Home >> News: October 1st, 2018 >> Story
Satnews Daily
October 1st, 2018

VTT's Smallsat Continues to Deliver High Quality Spectral Data

VTT’s hyperspectral imager continues to observe the Earth on board the Aalto-1 smallsat.

For hyperspectral imagers,to reach such a small size and weight is unique, additionally being able to survive in harsh space conditions on-board a small satellite — the imager has even survived a grade X solar storm while still continuing to supply high-quality data.

Spectral image taken over central Africa shows and the Tshuapa river near Mbandaka. The “red edge” of vegetation is clearly visible: the reflectance of the forest rapidly increases around 700 nm. In the image 750 nm is visualized by red pixels, 670 nm by green pixels and 565 nm by blue pixels.

Photo is courtesy of VTT.

The hyperspectral camera on Aalto-1 operates in a wavelength range of 500–900 nanometers and is half a cubesat unit (0.5U) in size, or 5x10x10 cm. While the camera is in space, it has been possible to program the operation wavelengths from Earth, which makes it easy to scale the same camera hardware to enable different applications.

Regular camera image of the same target taken at the same moment as the spectral image. Features of the rainforest are much more difficult to distinguish due to the scattered light from the atmosphere.

Photo is courtesy of VTT.

As smallsats are cost-efficient to launch, it is possible to form constellations of multiple smallsat instruments, which can provide global observation data with better real-time coverage than traditional satellites. This makes it possible to use space technology in the creation of novel service concepts on Earth based on data and AI, expanding to completely new markets such as insurance and agriculture.

Executive Comment

Senior Scientist Antti Näsilä commented on the recent land-target images received from Aalto-1 and stated that it is much more difficult to distinguish these features from the regular camera image of the same target. Hyperspectral imaging can help distinguish information which is not visible from regular images. The severe solar storm in the fall of 2017 was the ultimate test for the ability of the company's hyperspectral camera technology to withstand extreme space conditions.

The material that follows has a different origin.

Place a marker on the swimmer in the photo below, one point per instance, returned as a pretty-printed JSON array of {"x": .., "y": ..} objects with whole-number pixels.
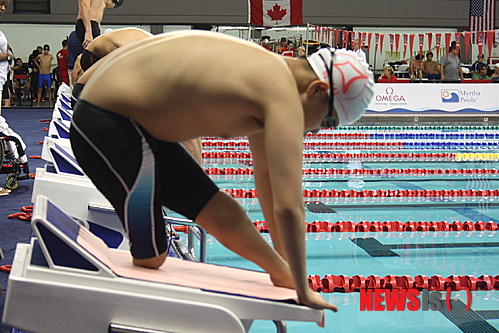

Research Team Leader Anna Rissanen noted that data obtained from this new spectral range increases the application potential significantly, because the infrared range beyond the visible wavelengths contains much more information about the chemistry and composition of measurement targets. This type of data is useful for example in creating novel service concepts for agriculture or in analyzing composition of asteroids. VTT’s hyperspectral imaging technologies have been developed for a wide variety of wavelengths as well as applications.